Operator Says: Tips for Buying a Car

buying a carWhile buying a car might not seem like a big deal, unless you know what you are doing, you could ultimately pay too much. There is also risk of ending up with unfavorable terms or a vehicle that has issues. Whether you’re interested in a used or new vehicle, it is important to gain specific information before buying.

 

Car Buying Tips

 

  • Conduct Research—Before walking onto a dealership lot or meeting with a private party, conduct extensive research. This allows you to compare different makes and models so that ultimately, you end up with a vehicle that meets your specific needs. By doing research prior to car shopping, you have the opportunity to compare amenities, features, prices, fuel efficiency, performance, and so on. Based on the findings, you know the true value of the vehicle, so you are not overcharged.

 

  • Test Drive—After narrowing your choice down, go on test drives. Remember, car salespeople use hard tactics to convince you to sign on the dotted line, so you need to make it clear that you are there to test drive only. A reputable dealership will have no problem in giving you this chance without being pressured. If the dealership or a private party hesitates in allowing you to test drive a vehicle, walk away.

 

  • Mechanical Check—If you want to buy a used vehicle from a third party or dealership, you need to have a licensed mechanic of your choosing do a thorough inspection. As an independent professional, the mechanic will advise you of the vehicle’s condition. Once again, if the person or dealership selling the vehicle has a problem with you having it checked by a mechanic, you should walk away.

 

  • Negotiate Price—Typically, car dealers have between $1,000 and $2,500 worth of wiggle room on the price of an automobile. For example, if you find a vehicle priced at $29,950 and you are a serious buyer, come in with an offer around $28,000. Of course, you also want to check the Kelly Blue Book, since dealerships hike prices as a way of making money. Based on that price, you know just how aggressive you can be with negotiations.

 

  • Warranty—When purchasing a used vehicle, it is always in your best interest to buy an extended bumper-to-bumper warranty.
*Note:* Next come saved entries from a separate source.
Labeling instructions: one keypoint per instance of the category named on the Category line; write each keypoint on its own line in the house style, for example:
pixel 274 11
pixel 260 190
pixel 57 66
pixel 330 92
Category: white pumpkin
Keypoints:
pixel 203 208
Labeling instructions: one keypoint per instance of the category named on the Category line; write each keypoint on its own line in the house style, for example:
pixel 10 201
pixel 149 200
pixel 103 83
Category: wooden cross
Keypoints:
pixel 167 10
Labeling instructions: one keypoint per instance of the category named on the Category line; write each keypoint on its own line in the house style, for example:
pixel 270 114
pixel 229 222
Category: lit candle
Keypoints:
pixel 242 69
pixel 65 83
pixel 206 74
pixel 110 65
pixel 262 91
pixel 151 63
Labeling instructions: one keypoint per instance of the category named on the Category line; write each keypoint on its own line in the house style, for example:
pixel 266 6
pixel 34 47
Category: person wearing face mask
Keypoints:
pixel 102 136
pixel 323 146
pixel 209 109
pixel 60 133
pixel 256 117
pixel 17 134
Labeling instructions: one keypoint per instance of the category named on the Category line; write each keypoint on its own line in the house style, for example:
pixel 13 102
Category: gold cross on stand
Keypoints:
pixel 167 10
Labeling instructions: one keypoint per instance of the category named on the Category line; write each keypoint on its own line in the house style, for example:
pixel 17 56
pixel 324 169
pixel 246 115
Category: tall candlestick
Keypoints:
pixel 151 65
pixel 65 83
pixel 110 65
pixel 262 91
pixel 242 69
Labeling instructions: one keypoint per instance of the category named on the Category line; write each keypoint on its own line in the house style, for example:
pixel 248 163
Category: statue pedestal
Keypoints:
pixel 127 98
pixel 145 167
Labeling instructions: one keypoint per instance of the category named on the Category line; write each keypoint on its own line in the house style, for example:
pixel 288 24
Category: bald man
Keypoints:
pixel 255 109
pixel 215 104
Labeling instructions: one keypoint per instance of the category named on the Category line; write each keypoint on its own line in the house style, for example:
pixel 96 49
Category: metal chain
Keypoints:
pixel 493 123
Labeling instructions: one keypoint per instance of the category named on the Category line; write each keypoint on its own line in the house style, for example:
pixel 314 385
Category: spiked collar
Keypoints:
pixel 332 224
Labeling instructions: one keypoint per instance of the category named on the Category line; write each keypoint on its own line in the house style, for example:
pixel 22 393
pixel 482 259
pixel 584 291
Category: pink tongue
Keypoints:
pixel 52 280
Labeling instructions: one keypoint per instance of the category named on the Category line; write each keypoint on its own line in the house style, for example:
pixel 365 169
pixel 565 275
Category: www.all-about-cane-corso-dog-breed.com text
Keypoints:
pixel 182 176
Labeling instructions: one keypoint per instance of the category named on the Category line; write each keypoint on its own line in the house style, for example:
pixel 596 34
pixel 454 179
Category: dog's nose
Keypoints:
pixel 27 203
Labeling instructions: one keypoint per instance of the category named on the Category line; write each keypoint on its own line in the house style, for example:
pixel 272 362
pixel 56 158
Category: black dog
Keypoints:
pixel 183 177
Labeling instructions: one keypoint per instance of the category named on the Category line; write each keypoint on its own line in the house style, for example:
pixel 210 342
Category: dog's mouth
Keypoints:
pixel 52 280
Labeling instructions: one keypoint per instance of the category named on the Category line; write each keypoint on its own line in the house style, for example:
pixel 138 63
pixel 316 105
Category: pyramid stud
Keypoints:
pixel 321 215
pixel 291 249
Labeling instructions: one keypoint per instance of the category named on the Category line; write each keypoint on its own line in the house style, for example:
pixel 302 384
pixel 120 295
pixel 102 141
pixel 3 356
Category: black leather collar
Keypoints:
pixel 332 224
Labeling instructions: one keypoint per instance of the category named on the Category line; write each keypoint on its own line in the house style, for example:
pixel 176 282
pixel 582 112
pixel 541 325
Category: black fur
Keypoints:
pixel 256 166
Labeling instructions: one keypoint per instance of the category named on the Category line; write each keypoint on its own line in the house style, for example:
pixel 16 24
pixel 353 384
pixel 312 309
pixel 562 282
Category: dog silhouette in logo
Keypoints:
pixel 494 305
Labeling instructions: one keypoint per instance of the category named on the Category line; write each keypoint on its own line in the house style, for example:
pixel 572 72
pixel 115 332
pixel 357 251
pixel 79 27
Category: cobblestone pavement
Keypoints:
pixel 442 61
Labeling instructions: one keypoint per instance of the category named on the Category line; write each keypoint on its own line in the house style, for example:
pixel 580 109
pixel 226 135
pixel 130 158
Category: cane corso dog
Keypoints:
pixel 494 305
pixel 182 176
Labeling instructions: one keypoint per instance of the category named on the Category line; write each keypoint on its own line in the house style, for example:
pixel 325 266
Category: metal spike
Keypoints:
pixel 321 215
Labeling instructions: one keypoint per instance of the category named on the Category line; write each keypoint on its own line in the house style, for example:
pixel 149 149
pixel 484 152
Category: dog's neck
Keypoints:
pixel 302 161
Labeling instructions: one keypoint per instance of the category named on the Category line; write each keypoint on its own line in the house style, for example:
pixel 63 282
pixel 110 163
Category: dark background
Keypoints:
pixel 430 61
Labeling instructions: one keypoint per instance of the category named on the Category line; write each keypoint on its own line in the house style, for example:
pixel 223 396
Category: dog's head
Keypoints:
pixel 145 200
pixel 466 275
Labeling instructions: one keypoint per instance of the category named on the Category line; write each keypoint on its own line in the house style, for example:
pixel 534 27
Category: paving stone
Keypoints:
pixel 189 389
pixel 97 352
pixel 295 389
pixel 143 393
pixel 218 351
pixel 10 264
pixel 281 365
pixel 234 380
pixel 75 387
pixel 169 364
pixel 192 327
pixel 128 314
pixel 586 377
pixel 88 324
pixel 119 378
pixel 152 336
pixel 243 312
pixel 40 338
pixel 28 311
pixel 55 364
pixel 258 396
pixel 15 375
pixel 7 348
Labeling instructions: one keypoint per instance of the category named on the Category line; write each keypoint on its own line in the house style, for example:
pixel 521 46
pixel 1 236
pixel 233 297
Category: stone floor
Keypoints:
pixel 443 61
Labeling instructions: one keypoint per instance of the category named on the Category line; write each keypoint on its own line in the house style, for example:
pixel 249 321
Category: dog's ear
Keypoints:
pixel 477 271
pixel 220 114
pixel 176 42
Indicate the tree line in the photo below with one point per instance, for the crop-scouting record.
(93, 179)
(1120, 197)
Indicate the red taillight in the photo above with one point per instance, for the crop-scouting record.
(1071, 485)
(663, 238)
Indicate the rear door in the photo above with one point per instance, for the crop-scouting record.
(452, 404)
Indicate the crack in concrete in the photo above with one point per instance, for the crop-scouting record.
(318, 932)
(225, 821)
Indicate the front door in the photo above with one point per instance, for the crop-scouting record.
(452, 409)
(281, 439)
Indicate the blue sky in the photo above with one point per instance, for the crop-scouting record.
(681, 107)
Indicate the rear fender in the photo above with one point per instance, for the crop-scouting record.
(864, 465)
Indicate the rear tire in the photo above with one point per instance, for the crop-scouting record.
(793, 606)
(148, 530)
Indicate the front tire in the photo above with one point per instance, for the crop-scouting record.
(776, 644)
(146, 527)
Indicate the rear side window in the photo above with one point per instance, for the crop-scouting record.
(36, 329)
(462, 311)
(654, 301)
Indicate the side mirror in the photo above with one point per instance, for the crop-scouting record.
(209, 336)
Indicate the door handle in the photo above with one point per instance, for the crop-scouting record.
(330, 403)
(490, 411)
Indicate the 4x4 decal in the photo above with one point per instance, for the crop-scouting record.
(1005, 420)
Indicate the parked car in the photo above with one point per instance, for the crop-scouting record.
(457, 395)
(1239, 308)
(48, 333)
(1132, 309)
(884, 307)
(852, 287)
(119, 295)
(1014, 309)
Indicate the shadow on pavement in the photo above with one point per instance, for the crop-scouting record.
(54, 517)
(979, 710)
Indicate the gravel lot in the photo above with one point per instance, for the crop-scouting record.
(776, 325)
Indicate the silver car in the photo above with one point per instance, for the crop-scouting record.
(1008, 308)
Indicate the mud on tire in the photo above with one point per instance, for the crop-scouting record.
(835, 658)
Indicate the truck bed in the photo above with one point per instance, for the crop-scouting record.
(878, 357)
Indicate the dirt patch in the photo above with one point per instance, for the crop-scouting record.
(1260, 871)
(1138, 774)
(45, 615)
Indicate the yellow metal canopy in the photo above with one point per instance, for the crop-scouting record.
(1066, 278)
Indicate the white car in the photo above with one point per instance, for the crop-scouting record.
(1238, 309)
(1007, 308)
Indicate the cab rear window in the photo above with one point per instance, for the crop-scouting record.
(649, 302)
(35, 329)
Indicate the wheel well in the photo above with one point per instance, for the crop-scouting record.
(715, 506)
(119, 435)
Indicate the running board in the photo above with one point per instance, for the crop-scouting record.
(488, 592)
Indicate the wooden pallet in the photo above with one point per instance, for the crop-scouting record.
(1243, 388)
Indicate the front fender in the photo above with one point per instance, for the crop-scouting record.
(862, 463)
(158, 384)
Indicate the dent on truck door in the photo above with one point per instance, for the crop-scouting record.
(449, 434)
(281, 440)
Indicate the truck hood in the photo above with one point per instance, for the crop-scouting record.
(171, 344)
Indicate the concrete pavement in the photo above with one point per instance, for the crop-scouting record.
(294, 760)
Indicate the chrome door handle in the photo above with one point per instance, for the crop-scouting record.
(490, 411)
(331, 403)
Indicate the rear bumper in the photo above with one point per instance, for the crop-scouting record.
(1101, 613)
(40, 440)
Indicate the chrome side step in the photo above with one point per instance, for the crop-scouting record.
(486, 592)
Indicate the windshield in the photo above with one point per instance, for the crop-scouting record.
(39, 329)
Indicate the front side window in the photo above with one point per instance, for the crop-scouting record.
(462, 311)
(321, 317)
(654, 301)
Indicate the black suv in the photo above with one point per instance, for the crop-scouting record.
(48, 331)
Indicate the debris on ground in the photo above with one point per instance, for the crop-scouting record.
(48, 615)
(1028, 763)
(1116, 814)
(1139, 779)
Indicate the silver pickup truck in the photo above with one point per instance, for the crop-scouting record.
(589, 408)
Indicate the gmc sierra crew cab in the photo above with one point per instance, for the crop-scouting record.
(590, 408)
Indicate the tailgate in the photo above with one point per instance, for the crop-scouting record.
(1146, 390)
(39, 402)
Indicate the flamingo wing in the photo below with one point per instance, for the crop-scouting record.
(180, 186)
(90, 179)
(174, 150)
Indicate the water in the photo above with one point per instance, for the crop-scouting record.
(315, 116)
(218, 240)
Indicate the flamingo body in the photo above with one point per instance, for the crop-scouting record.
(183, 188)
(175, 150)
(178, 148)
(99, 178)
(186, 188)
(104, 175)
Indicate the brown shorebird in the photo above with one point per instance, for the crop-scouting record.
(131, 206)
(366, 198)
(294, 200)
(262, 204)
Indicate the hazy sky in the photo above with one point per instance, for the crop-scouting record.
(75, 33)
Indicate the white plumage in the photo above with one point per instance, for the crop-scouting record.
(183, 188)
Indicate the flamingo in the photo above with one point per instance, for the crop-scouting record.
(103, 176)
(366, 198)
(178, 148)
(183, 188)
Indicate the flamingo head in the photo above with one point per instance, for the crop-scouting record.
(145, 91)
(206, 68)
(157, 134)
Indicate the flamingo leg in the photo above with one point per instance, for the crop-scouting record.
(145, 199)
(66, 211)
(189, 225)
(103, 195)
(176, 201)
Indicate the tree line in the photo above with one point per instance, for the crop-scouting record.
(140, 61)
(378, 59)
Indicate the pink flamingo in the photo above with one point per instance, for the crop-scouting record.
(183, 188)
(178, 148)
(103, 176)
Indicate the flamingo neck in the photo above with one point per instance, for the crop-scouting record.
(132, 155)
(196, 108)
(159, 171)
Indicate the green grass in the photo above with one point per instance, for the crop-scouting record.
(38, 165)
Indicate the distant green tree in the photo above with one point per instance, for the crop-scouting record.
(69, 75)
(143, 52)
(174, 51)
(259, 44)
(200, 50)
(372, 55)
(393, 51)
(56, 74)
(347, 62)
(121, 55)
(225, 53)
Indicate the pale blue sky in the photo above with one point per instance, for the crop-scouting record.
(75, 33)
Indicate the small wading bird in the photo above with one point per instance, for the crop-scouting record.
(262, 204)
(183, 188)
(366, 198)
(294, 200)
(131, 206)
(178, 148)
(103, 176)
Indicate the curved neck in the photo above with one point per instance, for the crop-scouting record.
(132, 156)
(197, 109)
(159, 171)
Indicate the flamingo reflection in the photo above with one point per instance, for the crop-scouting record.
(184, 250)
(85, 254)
Now, while the vehicle may still have some warranty time on the drive train, you want coverage for everything. On average, an extended warranty costs $3,000, but just as with the price of the vehicle, you can negotiate the warranty price.

 

Depending on Professional Ground Transportation

 

On the day you decide to test drive vehicles, you can use the services of a professional limousine company. Along with convenience, having a professional driver waiting as you test drive a car gives you an excuse for not closing the deal on that particular day.